Message handlers still missing. Testing routines for inclusion
in package still missing.
NOTE: Also created an ebuild (installation script) for the Gentoo
distribution.
MPICH2 is an all-new implementation of MPI from the group at Argonne
National Laboratory. It shares many goals with the original MPICH but
no actual code. It is a portable, high-performance implementation of
the entire MPI-2 standard. This release has all MPI-2 functions and
features required by the standard with the exception of support for the
"external32" portable I/O format.
Major enhancements:
A new program, dtop, allows the user to run top across multiple machines
and collate the results in real-time.
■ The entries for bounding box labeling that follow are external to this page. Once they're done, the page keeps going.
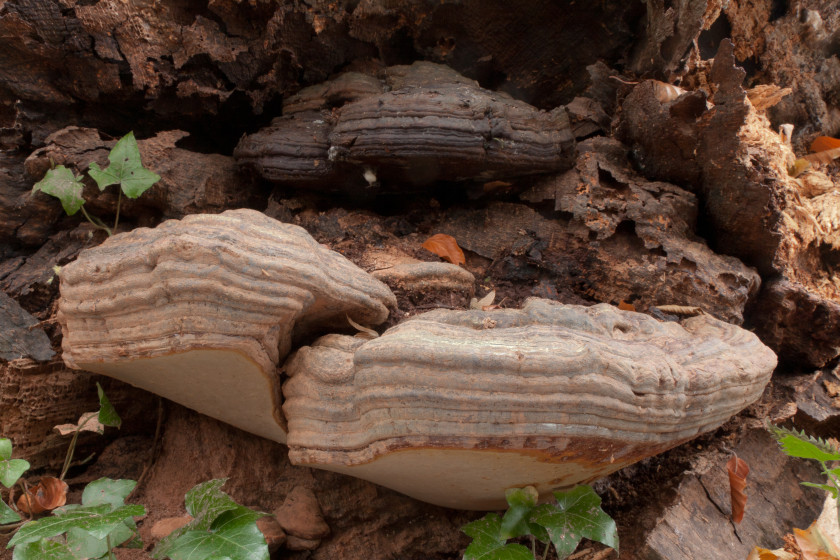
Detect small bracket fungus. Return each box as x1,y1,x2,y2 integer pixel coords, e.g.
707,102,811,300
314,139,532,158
234,62,575,190
283,299,776,509
58,210,396,442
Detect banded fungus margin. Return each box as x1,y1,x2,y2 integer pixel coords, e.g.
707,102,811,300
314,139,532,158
283,299,776,510
58,210,396,442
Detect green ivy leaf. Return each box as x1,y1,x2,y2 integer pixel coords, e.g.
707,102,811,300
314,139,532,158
67,519,136,558
500,486,549,543
154,506,268,560
799,482,837,499
64,478,142,558
184,478,242,530
461,513,534,560
531,485,618,558
12,539,79,560
8,504,146,547
152,478,266,558
82,478,137,508
96,382,122,428
32,165,85,216
0,500,20,525
0,438,12,461
779,435,840,462
88,132,160,198
0,459,29,488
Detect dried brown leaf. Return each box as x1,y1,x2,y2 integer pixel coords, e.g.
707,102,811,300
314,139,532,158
656,305,706,317
470,290,496,311
618,300,636,311
794,147,840,165
422,233,467,264
17,476,68,514
726,455,750,523
788,158,811,179
747,84,793,111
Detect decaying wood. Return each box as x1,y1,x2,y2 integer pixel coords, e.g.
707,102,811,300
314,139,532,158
618,41,840,367
0,292,55,361
638,428,822,560
58,210,395,441
283,299,776,509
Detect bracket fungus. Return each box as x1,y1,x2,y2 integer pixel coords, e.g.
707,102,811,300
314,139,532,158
283,299,776,509
234,62,575,189
58,210,396,442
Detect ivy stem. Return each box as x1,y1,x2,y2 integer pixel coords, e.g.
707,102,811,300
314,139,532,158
58,412,97,480
114,189,122,235
81,203,113,237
The default remote commands have
been changed over to ssh from rsh. A test option has been added to all
commands to check if SSH is up and running before attempting an SSH
connection that might otherwise hang. A flag has been added to dsh
allowing the user to copy, execute, and delete a script on all machines
in one step. There are many other small bugfixes and enhancements.